Exkursion an das Deutsche Luft- und Raumfahrtzentrum

Es ist an unserer Schule schon seit langem Tradition, dass die Physikkurse der Q11 eine Exkursion zum Deutschen Luft- und Raumfahrtzentrum (kurz DLR) in Oberpfaffenhofen durchführen. Dort besteht die Möglichkeit, im Schülerlabor eigenständig zu experimentieren und sich über die Arbeit des DLR zu informieren. Dieses Jahr waren die Physikkurse und das P-Seminar Physik an zwei Terminen unter Begleitung von Frau Hammerl, Herrn Schlund, Frau Schmid und Frau Hartl unterwegs.

In einem Einführungsvortrag erfuhren wir zunächst von einigen aktuellen Forschungsthemen des DLR: Im Bereich Verkehr und Luftfahrt ist das autonome Fahren die technische Herausforderung der nächsten Jahre. Außerdem beteiligt sich das DLR an der Entwicklung einer neuen Zuggeneration, die sich nicht auf Schienen sondern als Magnetschwebebahn in evakuierten Röhren bewegen wird. Insbesondere beschäftigt sich die Forschung derzeit mit der äußeren Form der Züge, um die Aerodynamik stetig zu optimieren.
In Oberpfaffenhofen befindet sich auch ein kleiner Flughafen, von dem aus vor allem Forschungsflugzeuge starten.
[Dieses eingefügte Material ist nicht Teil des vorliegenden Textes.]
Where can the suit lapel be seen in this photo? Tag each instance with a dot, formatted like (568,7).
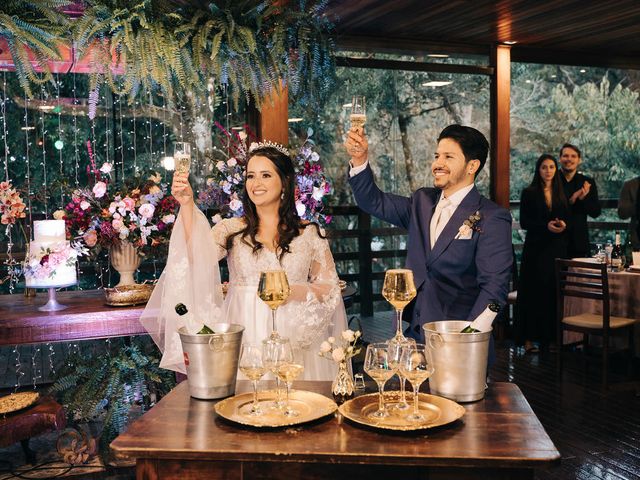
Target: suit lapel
(468,206)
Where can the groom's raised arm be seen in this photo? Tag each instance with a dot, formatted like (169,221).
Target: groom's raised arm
(391,208)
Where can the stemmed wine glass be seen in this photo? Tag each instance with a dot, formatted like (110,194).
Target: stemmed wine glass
(289,367)
(252,366)
(182,157)
(272,348)
(416,366)
(273,289)
(398,289)
(378,366)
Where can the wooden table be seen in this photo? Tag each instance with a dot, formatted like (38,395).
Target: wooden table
(86,318)
(182,438)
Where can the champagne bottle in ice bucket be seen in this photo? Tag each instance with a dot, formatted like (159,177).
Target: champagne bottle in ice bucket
(483,322)
(182,157)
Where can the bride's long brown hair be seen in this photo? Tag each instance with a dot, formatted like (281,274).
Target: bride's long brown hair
(289,224)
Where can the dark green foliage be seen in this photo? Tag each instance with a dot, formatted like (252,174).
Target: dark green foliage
(106,385)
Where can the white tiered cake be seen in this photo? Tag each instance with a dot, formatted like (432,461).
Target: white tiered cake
(51,261)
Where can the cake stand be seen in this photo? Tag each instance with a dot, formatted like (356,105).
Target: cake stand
(52,305)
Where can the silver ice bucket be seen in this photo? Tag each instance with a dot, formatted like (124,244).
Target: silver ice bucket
(212,360)
(459,360)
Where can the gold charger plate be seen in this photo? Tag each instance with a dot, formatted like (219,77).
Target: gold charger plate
(437,411)
(127,295)
(17,401)
(311,406)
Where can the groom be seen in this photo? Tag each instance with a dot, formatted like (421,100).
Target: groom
(459,245)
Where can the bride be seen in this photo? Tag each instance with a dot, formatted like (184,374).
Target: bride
(269,236)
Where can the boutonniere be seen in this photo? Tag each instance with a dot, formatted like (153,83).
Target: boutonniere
(470,225)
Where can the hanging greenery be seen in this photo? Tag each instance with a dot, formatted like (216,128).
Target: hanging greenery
(103,386)
(35,27)
(180,47)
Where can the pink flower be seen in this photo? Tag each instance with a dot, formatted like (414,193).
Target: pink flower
(99,189)
(90,237)
(146,210)
(129,203)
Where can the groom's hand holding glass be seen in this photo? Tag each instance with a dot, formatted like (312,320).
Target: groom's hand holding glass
(357,146)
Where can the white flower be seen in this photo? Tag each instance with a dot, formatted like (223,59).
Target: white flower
(349,335)
(235,204)
(146,210)
(106,168)
(338,355)
(99,189)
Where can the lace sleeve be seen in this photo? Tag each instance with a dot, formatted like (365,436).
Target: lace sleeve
(319,304)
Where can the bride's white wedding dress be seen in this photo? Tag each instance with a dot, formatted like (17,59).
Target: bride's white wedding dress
(192,277)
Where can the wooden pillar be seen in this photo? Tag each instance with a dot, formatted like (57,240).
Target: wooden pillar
(500,123)
(273,117)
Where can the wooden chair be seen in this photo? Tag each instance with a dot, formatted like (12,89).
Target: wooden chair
(590,281)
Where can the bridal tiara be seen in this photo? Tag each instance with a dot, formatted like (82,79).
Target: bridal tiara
(269,144)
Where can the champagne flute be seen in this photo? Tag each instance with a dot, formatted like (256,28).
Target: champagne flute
(398,289)
(358,115)
(271,353)
(378,366)
(182,157)
(273,289)
(289,368)
(252,366)
(396,345)
(416,366)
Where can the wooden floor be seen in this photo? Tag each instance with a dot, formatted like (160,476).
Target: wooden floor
(596,432)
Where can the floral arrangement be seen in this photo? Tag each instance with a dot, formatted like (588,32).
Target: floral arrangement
(469,226)
(342,351)
(11,204)
(43,263)
(224,188)
(140,212)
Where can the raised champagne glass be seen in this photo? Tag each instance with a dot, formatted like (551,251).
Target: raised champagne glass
(273,289)
(252,365)
(182,157)
(398,289)
(358,115)
(416,366)
(289,367)
(378,366)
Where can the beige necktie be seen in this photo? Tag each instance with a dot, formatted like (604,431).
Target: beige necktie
(441,216)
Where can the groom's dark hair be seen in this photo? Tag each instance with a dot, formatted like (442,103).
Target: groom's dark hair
(474,145)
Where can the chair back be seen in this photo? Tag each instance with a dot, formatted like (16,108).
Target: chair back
(576,278)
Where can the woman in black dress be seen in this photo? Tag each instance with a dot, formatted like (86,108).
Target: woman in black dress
(544,212)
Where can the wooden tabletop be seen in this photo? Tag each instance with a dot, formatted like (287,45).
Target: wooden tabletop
(497,432)
(87,317)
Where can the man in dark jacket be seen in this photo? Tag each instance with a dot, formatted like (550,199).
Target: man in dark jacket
(582,193)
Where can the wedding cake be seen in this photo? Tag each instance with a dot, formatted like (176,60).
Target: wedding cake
(51,261)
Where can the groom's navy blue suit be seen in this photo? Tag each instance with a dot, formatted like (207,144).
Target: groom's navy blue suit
(457,278)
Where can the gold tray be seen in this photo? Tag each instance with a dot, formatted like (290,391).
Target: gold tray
(437,411)
(126,295)
(311,406)
(17,401)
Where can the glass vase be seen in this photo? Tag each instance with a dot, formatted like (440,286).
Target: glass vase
(342,387)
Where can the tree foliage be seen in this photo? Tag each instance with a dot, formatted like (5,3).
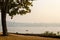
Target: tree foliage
(13,7)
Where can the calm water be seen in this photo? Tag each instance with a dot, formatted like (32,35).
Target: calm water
(33,29)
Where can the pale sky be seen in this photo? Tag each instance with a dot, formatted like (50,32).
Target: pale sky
(43,11)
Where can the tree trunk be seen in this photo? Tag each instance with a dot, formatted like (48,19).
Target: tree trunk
(3,20)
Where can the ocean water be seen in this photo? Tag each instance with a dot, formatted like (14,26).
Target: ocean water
(33,29)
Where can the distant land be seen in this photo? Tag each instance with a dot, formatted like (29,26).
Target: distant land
(16,24)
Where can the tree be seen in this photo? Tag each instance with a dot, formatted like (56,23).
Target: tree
(13,7)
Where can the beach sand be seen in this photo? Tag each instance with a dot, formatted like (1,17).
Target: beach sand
(22,37)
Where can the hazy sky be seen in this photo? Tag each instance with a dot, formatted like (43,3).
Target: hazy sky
(43,11)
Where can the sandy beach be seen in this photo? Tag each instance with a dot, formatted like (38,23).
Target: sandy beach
(22,37)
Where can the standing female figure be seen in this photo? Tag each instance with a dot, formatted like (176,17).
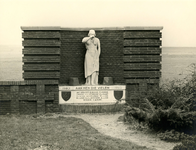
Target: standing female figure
(91,63)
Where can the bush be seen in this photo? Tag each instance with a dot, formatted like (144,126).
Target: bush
(187,144)
(170,108)
(172,136)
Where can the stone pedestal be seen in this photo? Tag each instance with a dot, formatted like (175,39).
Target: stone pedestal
(73,81)
(91,95)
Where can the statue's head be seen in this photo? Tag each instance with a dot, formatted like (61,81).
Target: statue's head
(91,32)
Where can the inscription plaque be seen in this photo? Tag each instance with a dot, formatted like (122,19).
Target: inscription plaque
(91,94)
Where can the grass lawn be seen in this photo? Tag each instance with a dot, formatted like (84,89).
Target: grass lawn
(46,133)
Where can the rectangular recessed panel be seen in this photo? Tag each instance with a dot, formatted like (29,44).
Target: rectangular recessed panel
(43,75)
(44,67)
(27,107)
(142,42)
(38,51)
(142,74)
(40,59)
(142,50)
(142,66)
(41,34)
(142,34)
(41,42)
(5,107)
(142,58)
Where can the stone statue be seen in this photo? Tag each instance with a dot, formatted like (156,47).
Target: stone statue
(91,63)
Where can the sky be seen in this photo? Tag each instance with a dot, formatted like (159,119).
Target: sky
(177,17)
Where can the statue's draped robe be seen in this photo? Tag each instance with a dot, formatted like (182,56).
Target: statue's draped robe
(91,63)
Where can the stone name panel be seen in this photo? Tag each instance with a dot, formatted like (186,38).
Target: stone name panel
(96,95)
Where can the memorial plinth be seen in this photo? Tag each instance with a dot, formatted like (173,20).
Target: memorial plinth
(92,95)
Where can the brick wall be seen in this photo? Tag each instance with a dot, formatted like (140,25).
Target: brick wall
(41,53)
(28,97)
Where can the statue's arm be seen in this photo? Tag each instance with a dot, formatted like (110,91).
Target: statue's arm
(84,40)
(99,46)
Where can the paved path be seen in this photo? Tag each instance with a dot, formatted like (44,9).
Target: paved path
(108,124)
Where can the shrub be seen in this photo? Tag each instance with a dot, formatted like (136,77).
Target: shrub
(187,144)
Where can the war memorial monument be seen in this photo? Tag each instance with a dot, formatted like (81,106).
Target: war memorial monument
(83,69)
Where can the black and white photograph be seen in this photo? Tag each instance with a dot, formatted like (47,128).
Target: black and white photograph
(97,74)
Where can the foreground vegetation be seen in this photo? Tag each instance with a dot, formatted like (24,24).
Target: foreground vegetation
(34,132)
(169,109)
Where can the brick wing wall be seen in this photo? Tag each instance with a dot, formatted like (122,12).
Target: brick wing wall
(73,53)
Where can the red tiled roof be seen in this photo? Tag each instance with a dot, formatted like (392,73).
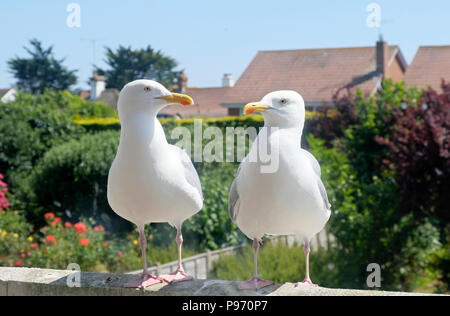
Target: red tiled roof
(206,103)
(315,73)
(85,94)
(430,65)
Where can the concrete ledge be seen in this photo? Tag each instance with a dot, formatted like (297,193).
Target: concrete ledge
(41,282)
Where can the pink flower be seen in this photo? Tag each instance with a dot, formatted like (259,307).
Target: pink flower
(51,239)
(56,221)
(49,215)
(84,242)
(80,228)
(99,228)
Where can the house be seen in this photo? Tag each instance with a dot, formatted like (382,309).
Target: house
(7,95)
(430,65)
(317,74)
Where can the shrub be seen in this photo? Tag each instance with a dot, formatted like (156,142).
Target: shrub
(59,243)
(72,178)
(4,203)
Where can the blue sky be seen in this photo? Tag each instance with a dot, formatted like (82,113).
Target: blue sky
(209,38)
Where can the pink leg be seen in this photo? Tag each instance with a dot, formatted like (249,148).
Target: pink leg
(307,281)
(146,279)
(255,283)
(179,274)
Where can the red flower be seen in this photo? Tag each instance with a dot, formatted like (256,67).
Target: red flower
(51,239)
(99,228)
(56,221)
(49,216)
(84,242)
(80,227)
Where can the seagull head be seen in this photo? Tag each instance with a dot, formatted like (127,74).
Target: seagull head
(280,109)
(148,96)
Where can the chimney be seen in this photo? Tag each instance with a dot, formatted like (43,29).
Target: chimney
(97,85)
(181,83)
(227,80)
(382,57)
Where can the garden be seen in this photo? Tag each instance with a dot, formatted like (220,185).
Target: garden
(385,164)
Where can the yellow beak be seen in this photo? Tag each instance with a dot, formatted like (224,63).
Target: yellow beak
(255,107)
(178,98)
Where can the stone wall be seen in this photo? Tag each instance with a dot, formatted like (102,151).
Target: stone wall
(38,282)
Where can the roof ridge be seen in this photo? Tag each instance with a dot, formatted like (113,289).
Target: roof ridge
(434,46)
(319,49)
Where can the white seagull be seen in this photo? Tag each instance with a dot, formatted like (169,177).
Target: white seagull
(290,201)
(151,181)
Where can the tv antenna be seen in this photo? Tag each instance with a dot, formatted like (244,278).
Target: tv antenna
(93,42)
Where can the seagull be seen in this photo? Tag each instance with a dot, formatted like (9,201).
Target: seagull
(151,181)
(289,200)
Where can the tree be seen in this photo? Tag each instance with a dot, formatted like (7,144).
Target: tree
(41,71)
(126,65)
(419,153)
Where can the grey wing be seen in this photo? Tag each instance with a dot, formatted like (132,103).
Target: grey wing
(233,197)
(316,167)
(189,171)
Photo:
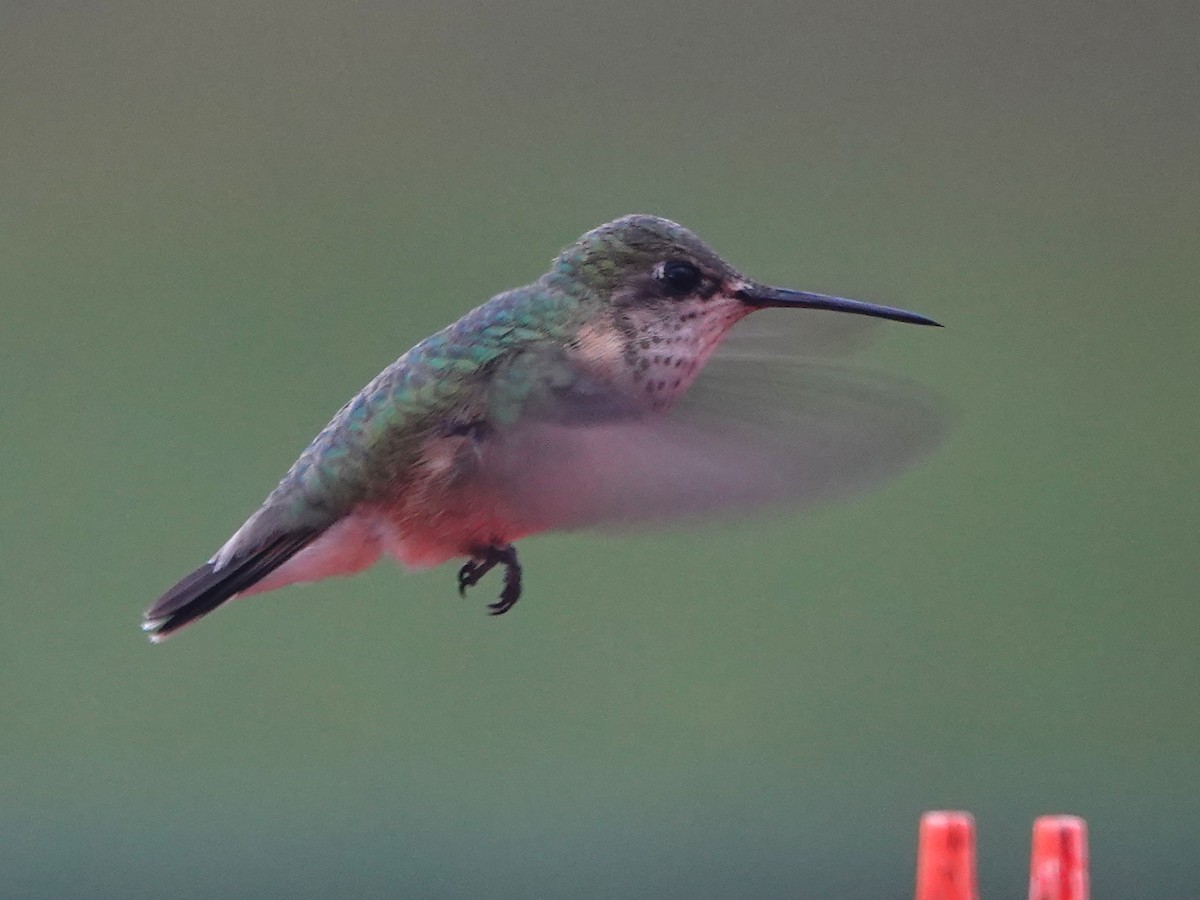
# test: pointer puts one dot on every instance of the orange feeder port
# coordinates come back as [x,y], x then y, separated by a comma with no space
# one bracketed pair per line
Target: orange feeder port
[946,857]
[1059,862]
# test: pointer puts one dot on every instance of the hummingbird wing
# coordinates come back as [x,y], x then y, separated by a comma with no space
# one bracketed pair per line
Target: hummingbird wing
[757,429]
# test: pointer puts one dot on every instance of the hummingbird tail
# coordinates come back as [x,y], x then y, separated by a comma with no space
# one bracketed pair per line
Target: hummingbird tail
[204,589]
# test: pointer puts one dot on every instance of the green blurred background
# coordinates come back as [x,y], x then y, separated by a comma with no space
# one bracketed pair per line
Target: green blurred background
[219,220]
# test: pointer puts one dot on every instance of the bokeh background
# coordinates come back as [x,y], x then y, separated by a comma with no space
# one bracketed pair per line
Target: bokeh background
[219,220]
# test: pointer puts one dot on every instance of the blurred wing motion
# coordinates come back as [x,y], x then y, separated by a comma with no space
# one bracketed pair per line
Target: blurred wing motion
[757,429]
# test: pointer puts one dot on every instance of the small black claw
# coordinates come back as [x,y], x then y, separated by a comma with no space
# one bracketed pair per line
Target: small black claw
[511,592]
[485,561]
[467,577]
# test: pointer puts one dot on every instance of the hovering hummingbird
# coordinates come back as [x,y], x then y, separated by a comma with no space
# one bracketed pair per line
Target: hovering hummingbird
[562,405]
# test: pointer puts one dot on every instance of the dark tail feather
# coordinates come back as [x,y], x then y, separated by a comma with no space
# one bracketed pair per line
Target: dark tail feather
[207,588]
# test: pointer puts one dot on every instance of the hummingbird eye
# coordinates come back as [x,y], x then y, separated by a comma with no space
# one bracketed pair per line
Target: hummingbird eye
[679,277]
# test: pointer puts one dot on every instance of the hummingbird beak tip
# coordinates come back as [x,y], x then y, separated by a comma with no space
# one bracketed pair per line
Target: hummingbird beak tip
[766,297]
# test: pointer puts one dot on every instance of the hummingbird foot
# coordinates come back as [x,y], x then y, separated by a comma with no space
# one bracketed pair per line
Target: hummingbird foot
[471,574]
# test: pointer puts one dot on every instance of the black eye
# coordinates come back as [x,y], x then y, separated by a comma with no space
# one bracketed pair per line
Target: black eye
[681,277]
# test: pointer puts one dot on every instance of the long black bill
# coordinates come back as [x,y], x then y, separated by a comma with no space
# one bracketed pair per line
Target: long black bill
[767,297]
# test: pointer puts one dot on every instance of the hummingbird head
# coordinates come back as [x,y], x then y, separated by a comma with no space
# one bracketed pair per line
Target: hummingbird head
[658,301]
[648,263]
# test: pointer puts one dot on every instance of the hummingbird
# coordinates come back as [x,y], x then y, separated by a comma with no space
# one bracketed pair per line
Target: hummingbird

Diese sind mit speziellen Sensoren versehen, die z.B. die Luftqualität, die Luftverwirbelungen hinter vorausfliegenden Flugzeugen oder die Lärmbelastung durch den Flugverkehr messen können.
Eines der größten Aufgabengebiete des DLR liegt aber, wie der Name schon sagt, im Bereich der Satellitentechnik. Das ZKI (Zentrum für satellitengestützte Kriseninformation) bietet einen Notfall-Kartierungsservice zur Unterstützung humanitärer Hilfseinsätze. So können Satellitenbilder z.B. bei Überschwemmungen wichtige Informationen über die genaue Lage der Hochwassergebiete und das Ausmaß der Katastrophe geben oder bei großflächigen Waldbränden die Brandherde genau lokalisieren.

Im Anschluss an die Einführungspräsentation wurden wir in drei Gruppen eingeteilt, die sich unter fachkundiger Anleitung von Studenten mit den Themen Laser, Infrarot und Raketentechnik auseinandersetzten. Dabei wurden wir zunächst über physikalische Grundlagen informiert und durften anschließend selbständig experimentieren.

In der Lasergruppe konnte man zum Beispiel mit einem (unsichtbaren) CO2-Laser Buchstaben in ein Papierstück brennen, oder Musik vom Handy mit Hilfe eines Lasers auf einen Lautsprecher übertragen.
Wie eine Rakete funktioniert und wo die technischen Herausforderungen bei einem Raketenstart liegen erfuhr die zweite Gruppe. In mehreren Versuchsdurchführungen wurde der Antrieb der kleinen Testraketen sukzessive verbessert, bis wir die Höhe der angrenzenden Gebäude übertrafen und eine Rakete sogar auf dem Dach landete.
Die dritte Gruppe lernte zunächst einiges über Infrarottechnik sowie welche Informationen mit einer Infrarotkamera gemessen werden können. Damit durften wir dann auch experimentieren und einige lustige Fotos schießen.

Den Abschluss des Aufenthaltes bildete der Besuch der Flughalle. Dort bot sich die Gelegenheit, Interessantes über Aufbau und Funktionsweise von Flugzeugen zu erfahren und selber einmal im Cockpit zu sitzen. Insgesamt erlebten wir so einen sehr interessanten Tag, der uns viele Experimente ermöglichte und Informationen bot, die weit über den normalen Physikunterricht hinausgehen.